• 1 Jun 2020
  • Reading time
    5 minutes

New cost scrutiny, new demands

Magnifying glass

We are living in complex times for industry as the world emerges from the immediate challenge of Coronavirus and takes tentative steps towards workable readjustment.

In complex times, the legal profession is essential, and therefore busy. Consider just some of these trends:

  • Some 25% of the UK workforce, or 7.5m people have been enrolled on the UK’s furlough scheme. The rapid rollout has left many companies with questions which they delegated to their GCs and legal advisors. 
  • With upheaval comes opportunity. Private Equity and cash-rich businesses have been positioning for significantly increased M&A in the coming 12 months as businesses divest themselves of non-core activities. In the words of EY’s Brian Salsberg, speaking at the FT’s ‘Global Boardroom’ event in mid-May, “Those with liquidity will continue to deploy.” 
  • By early April, most of the UK’s Tier 1 construction firms had downed tools. Gideon Kamya-Lukoda, Associate Director at Claims and Dispute specialists HKA, writes, “The COVID-19 pandemic has exposed the relevance of [security of supply] contract commitments”; but that will be too late for some billion-pound projects.

We can expect no shortage of work for the legal profession.

But that does not mean that the purse strings are wide open. After a decade of boom years on the markets, the economy is experiencing an unparalleled correction and business is back to basics: cash is king.

PwC’s Strategy & Team advised CFOs navigating the Coronavirus crisis, “Managing liquidity is the top priority for keeping companies solvent, and liquidity analysis and planning will help that management. This can include developing a dynamic, rolling 13-week short-term cash flow forecast that can be tested against best- and worst-case scenarios”.

There are two points being made here:

  • Companies are focusing on their financial runway
  • And more subtly, fiscal visibility to support those hard decisions in a changing commercial environment is now non-negotiable

Which begs the question: how many legal firms could provide their clients with a 13-week rolling summary of spend? How many GCs can offer similar data to their Boards, to give them actionable management information in a time of acute unpredictability? 

Our most recent survey of a £100m subset of the UK’s  £35.1Bn legal services market found that visibility of key spend insight was significantly lacking:

  • 9 out of 10 legal departments don’t know what they spent on legal fees in the previous year (let alone in the previous quarter).
  • On average, it takes 93 days between law firms completing work and invoicing their clients for it – giving GCs little chance to reconcile spend.
  • Alternative Fee Arrangements don’t necessarily give visibility or predictability either – our research found, for example, that one in five fixed fee matters were billed over budget.
  • And where faith is put into ageing billing systems, suspect time recording behaviours have led to expensive errors. Our survey found that 2.38% of fees – or an extraordinary £800M across the industry – was billed for tasks that would normally be excluded from law firm/client agreements.
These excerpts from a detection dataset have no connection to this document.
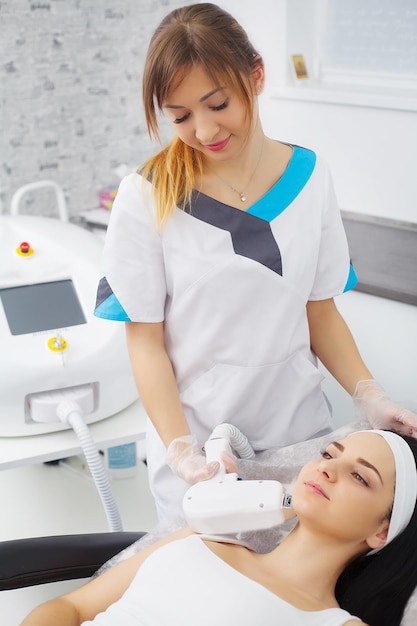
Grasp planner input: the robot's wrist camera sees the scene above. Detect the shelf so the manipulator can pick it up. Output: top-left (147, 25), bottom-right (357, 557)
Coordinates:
top-left (271, 82), bottom-right (417, 111)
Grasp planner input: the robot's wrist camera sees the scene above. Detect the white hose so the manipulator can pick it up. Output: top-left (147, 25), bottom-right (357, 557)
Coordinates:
top-left (57, 401), bottom-right (123, 532)
top-left (210, 423), bottom-right (255, 459)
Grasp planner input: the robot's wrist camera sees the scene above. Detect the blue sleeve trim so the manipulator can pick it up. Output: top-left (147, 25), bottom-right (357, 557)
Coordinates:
top-left (246, 146), bottom-right (317, 222)
top-left (94, 293), bottom-right (132, 322)
top-left (343, 263), bottom-right (359, 293)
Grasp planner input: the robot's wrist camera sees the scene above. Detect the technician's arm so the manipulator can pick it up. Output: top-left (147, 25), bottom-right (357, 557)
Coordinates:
top-left (126, 322), bottom-right (190, 447)
top-left (21, 529), bottom-right (191, 626)
top-left (126, 322), bottom-right (219, 484)
top-left (307, 298), bottom-right (373, 395)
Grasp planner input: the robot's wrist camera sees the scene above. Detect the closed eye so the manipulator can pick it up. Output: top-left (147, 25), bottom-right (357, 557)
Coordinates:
top-left (352, 472), bottom-right (369, 487)
top-left (211, 98), bottom-right (229, 111)
top-left (174, 113), bottom-right (190, 124)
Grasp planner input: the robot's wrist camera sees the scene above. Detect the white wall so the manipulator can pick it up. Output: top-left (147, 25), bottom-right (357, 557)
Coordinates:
top-left (216, 0), bottom-right (417, 223)
top-left (220, 0), bottom-right (417, 425)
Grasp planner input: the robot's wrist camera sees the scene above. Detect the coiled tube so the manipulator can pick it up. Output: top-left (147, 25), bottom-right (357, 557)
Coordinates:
top-left (57, 401), bottom-right (123, 532)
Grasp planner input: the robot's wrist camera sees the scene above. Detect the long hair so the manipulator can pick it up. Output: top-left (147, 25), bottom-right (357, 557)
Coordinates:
top-left (336, 436), bottom-right (417, 626)
top-left (139, 3), bottom-right (262, 225)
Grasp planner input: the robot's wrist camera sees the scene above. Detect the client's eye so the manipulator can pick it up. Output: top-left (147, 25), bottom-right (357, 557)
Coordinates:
top-left (320, 450), bottom-right (333, 459)
top-left (352, 472), bottom-right (369, 487)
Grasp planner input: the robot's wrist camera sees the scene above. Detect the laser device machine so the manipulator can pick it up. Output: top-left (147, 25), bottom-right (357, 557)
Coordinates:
top-left (0, 181), bottom-right (137, 437)
top-left (0, 180), bottom-right (138, 531)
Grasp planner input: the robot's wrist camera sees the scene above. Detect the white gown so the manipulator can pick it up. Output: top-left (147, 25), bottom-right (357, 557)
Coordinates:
top-left (95, 146), bottom-right (355, 512)
top-left (82, 535), bottom-right (360, 626)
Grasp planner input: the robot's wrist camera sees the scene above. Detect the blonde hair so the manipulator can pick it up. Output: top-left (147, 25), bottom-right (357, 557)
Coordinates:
top-left (140, 3), bottom-right (262, 225)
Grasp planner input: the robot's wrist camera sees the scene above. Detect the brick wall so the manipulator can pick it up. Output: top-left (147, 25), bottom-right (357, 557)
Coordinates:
top-left (0, 0), bottom-right (190, 216)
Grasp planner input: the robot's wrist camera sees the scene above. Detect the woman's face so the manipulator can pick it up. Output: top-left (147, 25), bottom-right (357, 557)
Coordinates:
top-left (163, 65), bottom-right (263, 162)
top-left (292, 432), bottom-right (395, 547)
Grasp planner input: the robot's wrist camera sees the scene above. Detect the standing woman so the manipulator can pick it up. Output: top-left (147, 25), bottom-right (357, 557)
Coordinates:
top-left (96, 3), bottom-right (417, 517)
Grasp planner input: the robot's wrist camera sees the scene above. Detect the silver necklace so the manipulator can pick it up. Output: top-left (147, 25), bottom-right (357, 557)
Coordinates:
top-left (212, 139), bottom-right (265, 202)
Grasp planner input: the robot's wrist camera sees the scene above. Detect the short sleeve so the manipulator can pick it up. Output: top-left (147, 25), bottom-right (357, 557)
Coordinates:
top-left (309, 159), bottom-right (357, 300)
top-left (94, 173), bottom-right (166, 322)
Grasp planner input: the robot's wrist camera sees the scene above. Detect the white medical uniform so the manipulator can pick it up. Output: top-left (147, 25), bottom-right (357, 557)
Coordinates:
top-left (82, 535), bottom-right (358, 626)
top-left (95, 146), bottom-right (356, 515)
In the past five years, it has become increasingly clear that boards expect their legal teams to play a proactive role in the management of their companies. GCs have embraced this – instead of being seen as a cost centre, they know that they have an opportunity to contribute as strategic equals. They have sought to be as agile and cost-conscious as other parts of the business and – with varying degrees of success -  to expect the same agility from their law firms.
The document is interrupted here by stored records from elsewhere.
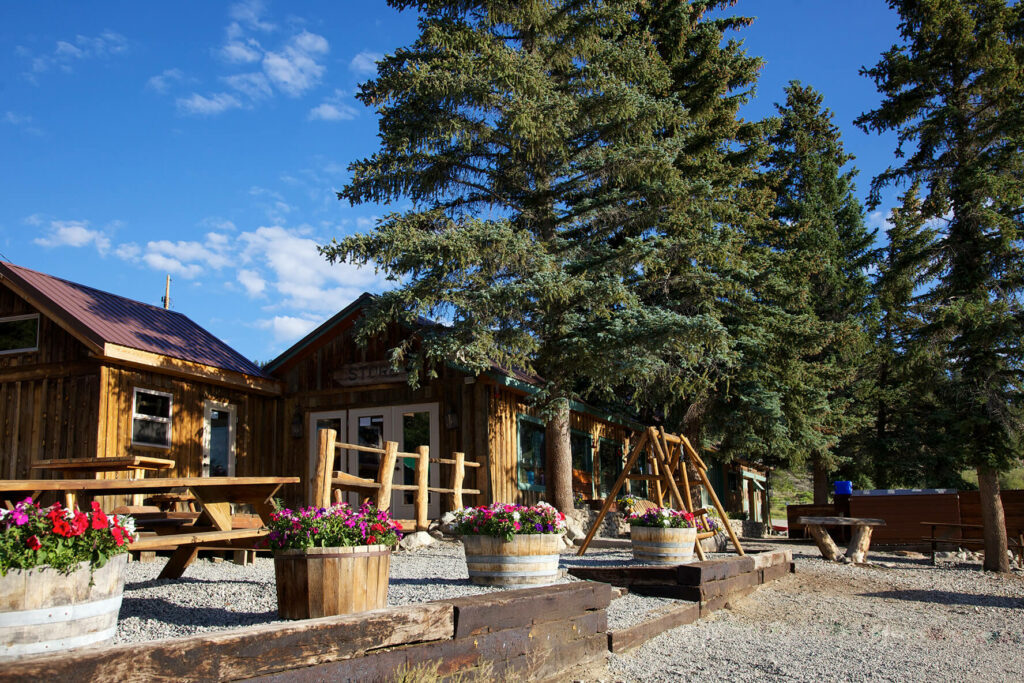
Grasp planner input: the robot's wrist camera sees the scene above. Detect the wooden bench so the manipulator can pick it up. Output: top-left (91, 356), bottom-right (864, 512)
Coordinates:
top-left (128, 528), bottom-right (269, 579)
top-left (797, 517), bottom-right (886, 564)
top-left (921, 522), bottom-right (1024, 563)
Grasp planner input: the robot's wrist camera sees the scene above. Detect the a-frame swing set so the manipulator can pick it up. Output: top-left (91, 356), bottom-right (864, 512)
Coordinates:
top-left (577, 427), bottom-right (745, 560)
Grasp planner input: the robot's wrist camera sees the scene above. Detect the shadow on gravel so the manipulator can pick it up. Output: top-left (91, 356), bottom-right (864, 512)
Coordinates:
top-left (120, 596), bottom-right (278, 626)
top-left (858, 591), bottom-right (1024, 609)
top-left (125, 577), bottom-right (267, 593)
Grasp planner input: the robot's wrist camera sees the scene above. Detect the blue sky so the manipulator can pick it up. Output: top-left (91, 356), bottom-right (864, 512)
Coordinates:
top-left (0, 0), bottom-right (897, 360)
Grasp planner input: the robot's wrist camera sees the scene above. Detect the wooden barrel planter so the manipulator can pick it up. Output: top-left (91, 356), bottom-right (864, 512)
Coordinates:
top-left (462, 533), bottom-right (562, 586)
top-left (273, 546), bottom-right (391, 618)
top-left (630, 525), bottom-right (697, 564)
top-left (0, 554), bottom-right (128, 659)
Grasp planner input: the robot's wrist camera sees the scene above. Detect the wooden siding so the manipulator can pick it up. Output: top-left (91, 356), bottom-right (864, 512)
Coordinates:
top-left (487, 384), bottom-right (631, 505)
top-left (274, 326), bottom-right (489, 510)
top-left (96, 366), bottom-right (280, 476)
top-left (0, 286), bottom-right (99, 479)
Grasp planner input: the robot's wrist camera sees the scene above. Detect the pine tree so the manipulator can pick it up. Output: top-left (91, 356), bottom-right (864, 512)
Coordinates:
top-left (766, 82), bottom-right (874, 502)
top-left (857, 0), bottom-right (1024, 571)
top-left (322, 0), bottom-right (715, 510)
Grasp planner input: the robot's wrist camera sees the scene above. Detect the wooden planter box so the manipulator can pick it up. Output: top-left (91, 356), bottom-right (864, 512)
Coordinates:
top-left (630, 524), bottom-right (697, 564)
top-left (462, 533), bottom-right (562, 586)
top-left (0, 554), bottom-right (128, 659)
top-left (273, 546), bottom-right (391, 618)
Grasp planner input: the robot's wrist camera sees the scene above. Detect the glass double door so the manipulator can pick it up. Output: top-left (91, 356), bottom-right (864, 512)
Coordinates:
top-left (309, 403), bottom-right (440, 519)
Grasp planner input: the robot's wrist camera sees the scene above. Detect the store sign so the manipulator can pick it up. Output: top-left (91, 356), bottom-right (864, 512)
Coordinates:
top-left (334, 360), bottom-right (409, 386)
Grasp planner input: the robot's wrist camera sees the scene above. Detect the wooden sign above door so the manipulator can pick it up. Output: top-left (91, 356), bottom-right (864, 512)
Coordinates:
top-left (333, 360), bottom-right (409, 386)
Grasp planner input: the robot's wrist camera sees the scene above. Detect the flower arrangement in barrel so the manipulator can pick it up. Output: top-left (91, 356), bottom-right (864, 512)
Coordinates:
top-left (455, 502), bottom-right (565, 541)
top-left (267, 502), bottom-right (401, 550)
top-left (0, 498), bottom-right (135, 575)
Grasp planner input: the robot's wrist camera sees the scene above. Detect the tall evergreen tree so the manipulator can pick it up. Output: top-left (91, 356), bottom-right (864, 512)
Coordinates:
top-left (766, 82), bottom-right (874, 502)
top-left (857, 0), bottom-right (1024, 571)
top-left (322, 0), bottom-right (717, 510)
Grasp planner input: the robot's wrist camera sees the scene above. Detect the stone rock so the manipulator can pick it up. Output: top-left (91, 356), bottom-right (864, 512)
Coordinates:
top-left (565, 515), bottom-right (587, 541)
top-left (398, 531), bottom-right (437, 550)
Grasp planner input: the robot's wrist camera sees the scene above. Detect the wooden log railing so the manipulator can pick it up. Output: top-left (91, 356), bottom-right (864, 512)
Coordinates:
top-left (310, 429), bottom-right (480, 531)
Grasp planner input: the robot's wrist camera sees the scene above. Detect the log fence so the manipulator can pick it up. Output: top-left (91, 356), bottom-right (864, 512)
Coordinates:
top-left (310, 429), bottom-right (480, 531)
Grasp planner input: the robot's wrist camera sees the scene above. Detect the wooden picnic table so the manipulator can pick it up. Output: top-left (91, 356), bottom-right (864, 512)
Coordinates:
top-left (797, 517), bottom-right (886, 564)
top-left (0, 477), bottom-right (299, 579)
top-left (32, 456), bottom-right (175, 474)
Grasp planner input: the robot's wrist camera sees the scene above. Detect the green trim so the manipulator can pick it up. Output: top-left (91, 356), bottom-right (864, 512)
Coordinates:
top-left (515, 413), bottom-right (548, 493)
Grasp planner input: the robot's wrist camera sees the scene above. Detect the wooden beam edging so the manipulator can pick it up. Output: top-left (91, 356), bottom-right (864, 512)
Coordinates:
top-left (0, 602), bottom-right (455, 683)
Here in 2020, with social, economic and political upheaval a certainty, that need for clarity on spend is accentuated. As we enter what many businesses anticipate will be a bear market, GCs are being asked to do more with less. There is more work than ever on the horizon but exceptional pressure to cut costs: members of internal legal teams may themselves be furloughed; yet budgets for external legal advice are not going to increase.

It is conceivable that the legal function will remain immune from cuts, especially for companies on the acquisition trail. But GCs need to know their performance against budgets month-on-month, for departmental efficiency and management agility: other parts of the business offer cost visibility, and in today’s economic environment these numbers are increasingly essential for business continuity and risk mitigation.
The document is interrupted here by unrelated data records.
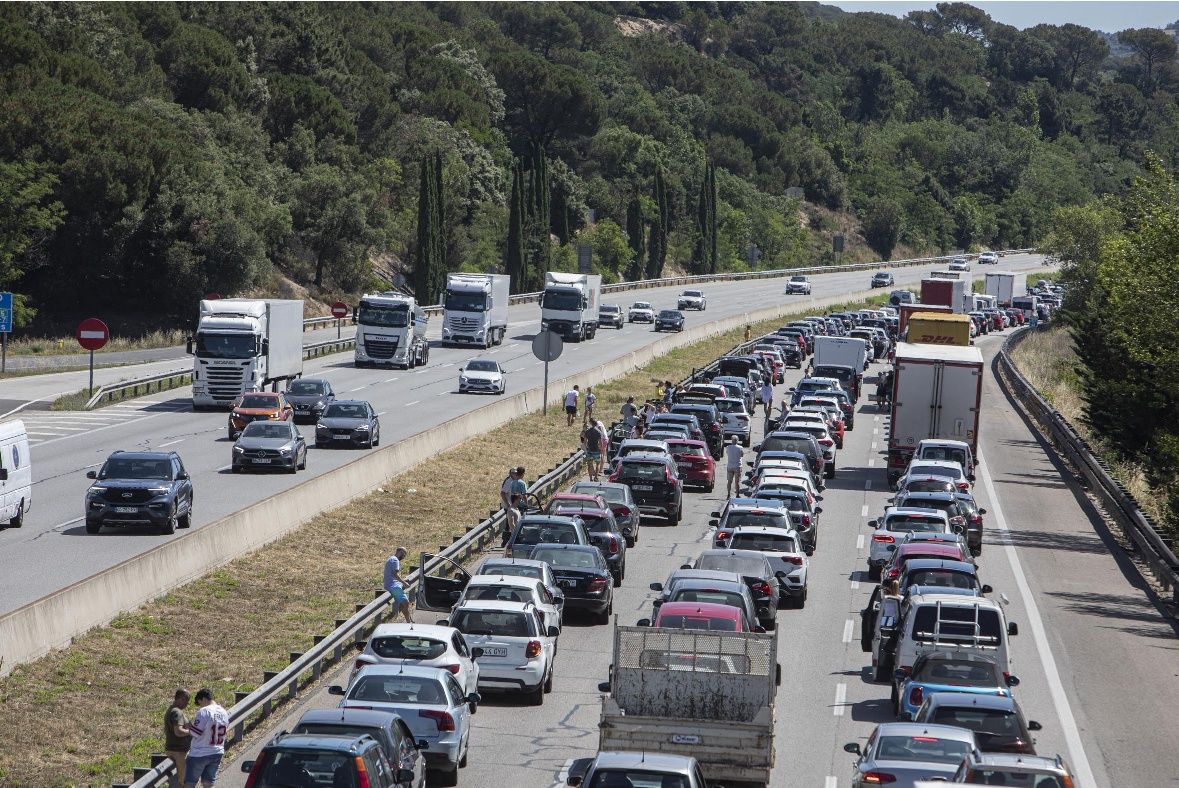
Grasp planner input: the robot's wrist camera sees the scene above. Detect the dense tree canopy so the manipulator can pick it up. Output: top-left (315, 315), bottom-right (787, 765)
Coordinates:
top-left (0, 2), bottom-right (1179, 320)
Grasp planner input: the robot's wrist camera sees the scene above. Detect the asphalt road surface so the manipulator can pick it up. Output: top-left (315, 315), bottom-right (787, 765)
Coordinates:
top-left (0, 255), bottom-right (1040, 612)
top-left (218, 316), bottom-right (1179, 788)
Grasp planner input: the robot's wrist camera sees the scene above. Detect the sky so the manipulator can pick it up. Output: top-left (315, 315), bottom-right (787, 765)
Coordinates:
top-left (822, 0), bottom-right (1179, 33)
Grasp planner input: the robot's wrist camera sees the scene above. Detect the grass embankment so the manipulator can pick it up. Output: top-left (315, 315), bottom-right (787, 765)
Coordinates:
top-left (0, 297), bottom-right (880, 788)
top-left (1012, 323), bottom-right (1166, 523)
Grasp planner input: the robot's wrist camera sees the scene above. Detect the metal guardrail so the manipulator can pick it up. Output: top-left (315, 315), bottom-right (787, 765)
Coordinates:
top-left (997, 328), bottom-right (1179, 604)
top-left (119, 449), bottom-right (585, 788)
That monthly performance data is available. In-house legal teams and their external legal counsel sit on a treasure trove of data that can be used to bring clarity, control and confidence to their Boards. But it requires collaboration with law firms to put this data to work. The adversarial approach to billing has performed badly in the past; instead GCs must become evangelists for a new professionalism, built on transparency. Take a data-centric view which empowers both sides of the relationship to deliver. 

Legal departments have operated blindfold for many years – and when the road ahead is straight and even, that is almost possible. With a bumpy and challenging path ahead, both GCs and their law firms deserve clarity. Neither side wants nasty surprises at the billing stage, not least because those surprises will be particularly acute in a cost-conscious economic cycle. Transparency will benefit both law firms and their clients in the long-term.